Location: Halliday Room (325), 5-9 Professors’ Square
Time: 1PM, Wednesday 22nd November 2023
Registration: In-person attendance only. To attend, please register via Bookitbee
Universal jurisdiction (referred to as UJ) over international crimes is on the rise today. Every week, new cases of UJ are reported in various situations. However, States still disagree on how, when, and where UJ should be invoked. Indeed, State practices vary, ranging from almost complete inaction in Asia to ostensibly ‘excessive’ assertion of UJ, such as States including capital punishment as the maximum penalty for crimes subject to UJ in their domestic laws. This raises challenges to the universality of universal jurisdiction.

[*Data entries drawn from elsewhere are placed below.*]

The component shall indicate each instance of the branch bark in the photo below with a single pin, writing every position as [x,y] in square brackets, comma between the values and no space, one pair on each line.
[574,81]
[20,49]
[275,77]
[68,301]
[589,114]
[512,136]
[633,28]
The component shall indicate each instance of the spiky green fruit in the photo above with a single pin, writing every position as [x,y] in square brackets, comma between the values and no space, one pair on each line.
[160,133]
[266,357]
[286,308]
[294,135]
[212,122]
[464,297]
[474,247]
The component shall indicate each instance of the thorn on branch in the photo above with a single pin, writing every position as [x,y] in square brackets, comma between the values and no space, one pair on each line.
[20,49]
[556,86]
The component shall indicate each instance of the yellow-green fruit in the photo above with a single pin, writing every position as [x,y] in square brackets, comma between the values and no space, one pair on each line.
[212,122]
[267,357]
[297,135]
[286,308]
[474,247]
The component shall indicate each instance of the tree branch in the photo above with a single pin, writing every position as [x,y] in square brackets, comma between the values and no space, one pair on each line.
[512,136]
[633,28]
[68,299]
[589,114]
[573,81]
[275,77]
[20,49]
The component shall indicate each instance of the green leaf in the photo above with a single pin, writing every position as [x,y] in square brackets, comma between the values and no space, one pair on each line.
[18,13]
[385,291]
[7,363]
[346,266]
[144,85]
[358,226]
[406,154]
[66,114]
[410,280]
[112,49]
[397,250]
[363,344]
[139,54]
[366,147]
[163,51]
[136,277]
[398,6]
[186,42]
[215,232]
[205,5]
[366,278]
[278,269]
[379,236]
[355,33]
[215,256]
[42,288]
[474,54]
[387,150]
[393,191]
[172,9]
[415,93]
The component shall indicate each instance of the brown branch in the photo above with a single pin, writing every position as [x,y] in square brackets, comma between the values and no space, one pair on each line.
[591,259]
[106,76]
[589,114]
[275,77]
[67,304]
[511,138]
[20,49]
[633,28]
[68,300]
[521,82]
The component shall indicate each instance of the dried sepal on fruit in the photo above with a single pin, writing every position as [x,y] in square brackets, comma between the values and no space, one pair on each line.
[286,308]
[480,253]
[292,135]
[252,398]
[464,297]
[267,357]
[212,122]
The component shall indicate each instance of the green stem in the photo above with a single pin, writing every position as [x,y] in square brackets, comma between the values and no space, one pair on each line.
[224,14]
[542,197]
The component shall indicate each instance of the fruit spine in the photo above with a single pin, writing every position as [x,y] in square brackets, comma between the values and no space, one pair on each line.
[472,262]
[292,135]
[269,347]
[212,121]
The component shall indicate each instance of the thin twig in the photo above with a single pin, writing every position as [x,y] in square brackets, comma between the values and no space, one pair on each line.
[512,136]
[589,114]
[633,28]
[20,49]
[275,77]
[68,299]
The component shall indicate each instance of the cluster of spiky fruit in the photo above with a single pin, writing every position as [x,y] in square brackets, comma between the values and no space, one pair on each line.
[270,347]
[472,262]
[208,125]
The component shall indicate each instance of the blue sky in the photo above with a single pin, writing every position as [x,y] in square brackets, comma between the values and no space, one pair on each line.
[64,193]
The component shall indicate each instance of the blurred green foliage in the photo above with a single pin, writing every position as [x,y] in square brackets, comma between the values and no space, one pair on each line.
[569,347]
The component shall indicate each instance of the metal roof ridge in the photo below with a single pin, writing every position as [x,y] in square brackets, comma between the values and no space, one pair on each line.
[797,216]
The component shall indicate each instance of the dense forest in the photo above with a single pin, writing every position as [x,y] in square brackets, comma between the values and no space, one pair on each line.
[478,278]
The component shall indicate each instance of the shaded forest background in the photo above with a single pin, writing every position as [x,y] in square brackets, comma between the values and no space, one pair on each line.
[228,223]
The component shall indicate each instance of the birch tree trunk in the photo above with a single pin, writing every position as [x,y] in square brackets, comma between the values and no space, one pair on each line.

Predominant views may not provide a functional framework for a critical assessment of this UJ phenomenon, as they treat prohibition (international criminalisation) and its implementation/enforcement (the exercise of UJ) as two sides of the same coin, arguing that this entire package has been established as a right/entitlement under customary international law. In contrast, this paper observes that international criminalisation, conceived as a process of establishing individual responsibility directly under international law, exists independently from the enforcement mechanism. Based on this observation, it further argues that in the context of asserting UJ over international crimes, criminalisation occurs at the international level, while the realisation of that criminalisation as a form of UJ takes place at the domestic level. By situating the assertion of UJ at the intersection between international and domestic legal orders, this paper seeks to offer a framework that captures the reality and dynamism of the UJ phenomenon.
Mari Takeuchi is a Professor of International Law at Kobe University in Japan. Her research interests include jurisdiction of States, especially the issues of extraterritoriality in various fields of law (international criminal law, corruption, sanction law, data protection). She gained an LLB & LLM from Kyoto University and was awarded a PhD from the University of Glasgow. Before joining Kobe University, she was a Professor at Okayama University.